Der Mythos von der Technologie als wertneutralem Werkzeug ist nach wie vor weit verbreitet. Wie problematisch diese Sichtweise ist, thematisieren Doris Allhutter und Astrid Mager vom Institut für Technikfolgen-Abschätzung der Österreichischen Akademie der Wissenschaften (ÖAW) in einer neuen Studie, die in Kooperation mit der TU Wien entstanden ist und nun gemeinsam mit der AK Oberösterreich präsentiert wurde. Darin untersuchen sie den Algorithmus des Arbeitsmarktservice (AMS), der ab Jänner 2021 flächendeckend eingesetzt werde sollte, aber (vorerst) von der Datenschutzbehörde gestoppt wurde. Auf Basis von Daten vergangener Jahre soll dieser helfen, die zukünftigen Chancen von Arbeitssuchenden am Arbeitsmarkt zu berechnen. Dabei soll vor allem in jene Jobsuchende investiert werden, bei denen gezielte Fördermaßnahmen laut AMS mit großer Wahrscheinlichkeit zu einer Wiedereingliederung in den Arbeitsmarkt führen würden.
Wie verträgt sich der AMS-Algorithmus mit dem Grundsatz der sozialen Gerechtigkeit?
Doris Allhutter: Arbeitssuchende werden in drei Gruppen eingeteilt. Bereits die Bezeichnungen der Wahrscheinlichkeit auf einen Job, „hoch“, „mittel“ und „niedrig“, sind gesellschaftliche Zuschreibungen, die nicht neutral sind. Sie können auf Betroffene demotivierend wirken. Das AMS argumentiert, es sei am effizientesten im mittleren Segment zu fördern. Menschen im hohen Segment finden den Einstieg ohnehin, jene im niedrigen brauchen andere Maßnahmen. Nicht jedes Land geht diesen Weg. Schweden etwa setzt verstärkt Mittel bei den Schwächsten ein. Das folgt einem Solidaritätsprinzip und stellt nicht Effizienz an die erste Stelle.
Ein Standardargument lautet: Menschen diskriminieren ja auch. Die spannende Frage aber ist, welche Arten von Diskriminierung in ein algorithmisches System einfließen.
Am Arbeitsmarkt werden Frauen, Menschen mit Behinderung, ältere Arbeitssuchende, Migrant/innen benachteiligt. Besteht da nicht die Gefahr, dass diese Strukturen verfestigt werden?

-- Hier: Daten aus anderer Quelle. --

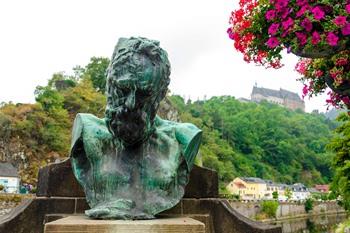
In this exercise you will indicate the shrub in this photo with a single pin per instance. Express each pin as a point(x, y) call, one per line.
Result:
point(269, 208)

Astrid Mager: Ein Standardargument lautet: Menschen diskriminieren ja auch. Die spannende Frage aber ist, welche Arten von Diskriminierung in ein algorithmisches System einfließen. Der Algorithmus kann nur aus der Vergangenheit lernen. Hier sind gewisse Verzerrungen am Arbeitsmarkt zu beobachten, die in das System eingeschrieben werden, etwa, dass Migrant/innen grundsätzlich geringere Chancen haben.

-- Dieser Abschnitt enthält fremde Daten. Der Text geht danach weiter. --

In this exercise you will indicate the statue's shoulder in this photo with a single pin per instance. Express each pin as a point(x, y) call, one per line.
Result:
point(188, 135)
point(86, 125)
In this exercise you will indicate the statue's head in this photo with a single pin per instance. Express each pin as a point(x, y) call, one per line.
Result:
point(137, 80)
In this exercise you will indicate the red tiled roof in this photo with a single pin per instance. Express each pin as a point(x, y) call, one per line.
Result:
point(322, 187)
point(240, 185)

In Sachen Genderrollen verändert sich gerade viel. Wie können Computer darauf reagieren, wenn sie nur Daten aus der Vergangenheit verwenden?

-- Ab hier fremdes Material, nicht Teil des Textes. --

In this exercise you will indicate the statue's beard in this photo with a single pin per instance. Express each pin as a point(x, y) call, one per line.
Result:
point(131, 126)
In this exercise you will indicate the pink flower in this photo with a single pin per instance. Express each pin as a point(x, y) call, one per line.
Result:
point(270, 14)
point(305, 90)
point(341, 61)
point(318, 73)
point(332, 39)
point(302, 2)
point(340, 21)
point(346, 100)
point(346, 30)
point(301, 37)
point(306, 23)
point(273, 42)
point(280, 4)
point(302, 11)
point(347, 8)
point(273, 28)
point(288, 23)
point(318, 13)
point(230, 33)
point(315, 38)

Mager: Das ist ein grundlegendes Problem all dieser Systeme. Ihre Prognosen schreiben Muster fort, die man aus der Vergangenheit ableitet. Es hinkt aktuellen Entwicklungen hinterher. Das sieht man gut anhand der Coronakrise, deren Auswirkungen nicht planbar sind.
Ein grundlegendes Problem all dieser Systeme: Ihre Prognosen schreiben Muster fort, die man aus der Vergangenheit ableitet. Es hinkt aktuellen Entwicklungen hinterher.
Allhutter: Auf Seite der AMS-Mitarbeiter/innen braucht es neue Kompetenzen, diesen berechneten Wert in Beziehung zum Menschen zu setzen. Viele Aspekte – wie Motivation, Auftreten oder ein soziales Netzwerk, das dieser Person vielleicht zur Verfügung steht, – werden vom System nicht berücksichtigt. Die AMS-Mitarbeiter/innen haben hier die Aufgabe, als soziales Korrektiv zu fungieren und die Einschränkungen des Algorithmus auszugleichen. Dafür brauchen sie einen kritischen Blick auf die scheinbar objektiven Einschätzungen des Systems.
Mit welchen Herausforderungen sehen sich AMS-Mitarbeiter/innen konfrontiert?
Mager: Da es sich um ein semi-automatisiertes System handelt, müssen sie die Letztentscheidung treffen. Aber um dies zu tun, müssen sie eine Begründung finden und legitimieren, warum diese vom Computer-Vorschlag abweicht.
Das System stellt Anreize, den computergenerierten Wert zu übernehmen. Alles andere bedeutet für AMS-Mitarbeiter/innen mehr Zeitaufwand.
Allhutter: Das System stellt Anreize, den computergenerierten Wert zu übernehmen. Alles andere bedeutet mehr Zeitaufwand. Im Beratungsgespräch fokussiert man sich nicht mehr auf die Person, sondern arbeitet Aufgaben ab. Man hat also noch weniger Zeit, sich auf ein Individuum einzulassen.
Wie kann man überprüfen, ob die Einstufung einer Person stimmt?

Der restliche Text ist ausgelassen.